Recently several studies have found that QT risk scores that consider the medications and other clinical factors that prolong QT have greater ability than QT prolongation alone to identify patients with an increased risk of death.8,9 

Other than in some athletic programs, screening for QT prolongation is not routinely employed because there is little evidence to support untargeted ECG screening.  However, the magnitude of the problem of SCD and its clear association with prolonged QT justifies greater awareness and supports efforts to identify people likely to have QT prolongation.  This would include anyone with a family history of SCD, anyone taking multiple QT prolonging drugs or anyone with an elevated QT risk score. Clinical decision support programs that monitor for elevated QT risk scores have been able to reduce the exposure to medications that prolong QT.8,9  The recent availability of inexpensive ECG devices that work with smartphones to measure the QT interval could make it possible to prospectively evaluate the potential impact of targeted QT screening on the incidence of SCD in well-defined populations.

  1. Schwartz PJ, Wolf S. QT interval prolongation as predictor of sudden death in patients with myocardial infarction. Circulation 1978;57:1074-7.
  2. Schwartz PJ. 1970-2020: 50 years of research on the long QT syndrome-from almost zero knowledge to precision medicine. Eur Heart J 2020.

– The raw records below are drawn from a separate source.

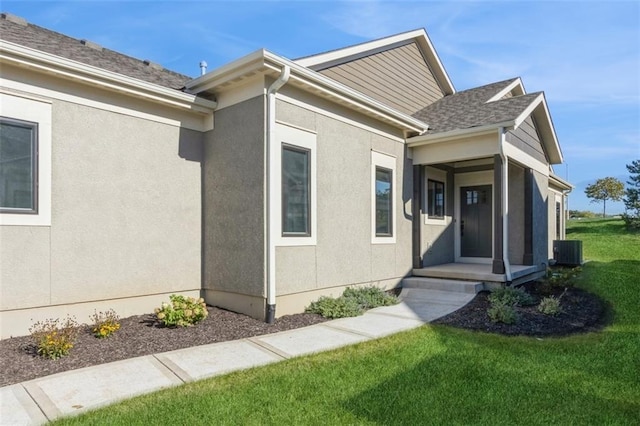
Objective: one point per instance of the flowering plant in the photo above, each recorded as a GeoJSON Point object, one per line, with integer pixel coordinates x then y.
{"type": "Point", "coordinates": [182, 311]}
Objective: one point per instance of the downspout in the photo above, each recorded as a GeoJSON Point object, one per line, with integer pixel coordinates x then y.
{"type": "Point", "coordinates": [505, 205]}
{"type": "Point", "coordinates": [271, 248]}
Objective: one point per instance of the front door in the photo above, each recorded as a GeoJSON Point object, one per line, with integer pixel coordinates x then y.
{"type": "Point", "coordinates": [475, 221]}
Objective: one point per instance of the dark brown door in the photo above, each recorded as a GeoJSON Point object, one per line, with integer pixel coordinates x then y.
{"type": "Point", "coordinates": [475, 221]}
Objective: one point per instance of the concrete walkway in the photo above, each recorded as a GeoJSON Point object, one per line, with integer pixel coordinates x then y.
{"type": "Point", "coordinates": [72, 392]}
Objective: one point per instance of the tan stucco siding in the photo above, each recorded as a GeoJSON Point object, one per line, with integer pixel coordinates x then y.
{"type": "Point", "coordinates": [516, 215]}
{"type": "Point", "coordinates": [344, 253]}
{"type": "Point", "coordinates": [526, 139]}
{"type": "Point", "coordinates": [540, 207]}
{"type": "Point", "coordinates": [398, 77]}
{"type": "Point", "coordinates": [125, 217]}
{"type": "Point", "coordinates": [233, 215]}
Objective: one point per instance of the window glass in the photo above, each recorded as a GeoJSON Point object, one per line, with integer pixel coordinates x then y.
{"type": "Point", "coordinates": [296, 200]}
{"type": "Point", "coordinates": [384, 194]}
{"type": "Point", "coordinates": [18, 165]}
{"type": "Point", "coordinates": [435, 198]}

  3. Kroll J, Jespersen CHB, Kristensen SL, et al. Use of torsades de pointes risk drugs among patients with out-of-hospital cardiac arrest and likelihood of shockable rhythm and return of spontaneous circulation: A nationwide study. Resuscitation 2022;179:105-13.
  4. LaPointe NM, Al-Khatib SM, Kramer JM, Califf RM. Knowledge deficits related to the QT interval could affect patient safety. Ann Noninvasive Electrocardiol 2003;8:157-60.
  5. Viskin S, Rosovski U, Sands AJ, et al. Inaccurate electrocardiographic interpretation of long QT: the majority of physicians cannot recognize a long QT when they see one. Heart Rhythm 2005;2:569-74.
  6. Al-Khatib SM, Allen LaPointe NM, Kramer JM, et al. A survey of health care practitioners' knowledge of the QT interval. Journal of General Internal Medicine 2005;20:392-6.
  7. Al-Khatib SM, LaPointe NM, Kramer JM, Califf RM. What clinicians should know about the QT interval. JAMA 2003;289:2120-7.
  8.  Tan MS, Heise CW, Gallo T, et al. Relationship between a risk score for QT interval prolongation and mortality across rural and urban inpatient facilities. J Electrocardiol 2023;77:4-9.
  9.  Haugaa KH, Bos JM, Tarrell RF, Morlan BW, Caraballo PJ, Ackerman MJ. Institution-wide QT alert system identifies patients with a high risk of mortality. Mayo Clin Proc 2013;88:315-25.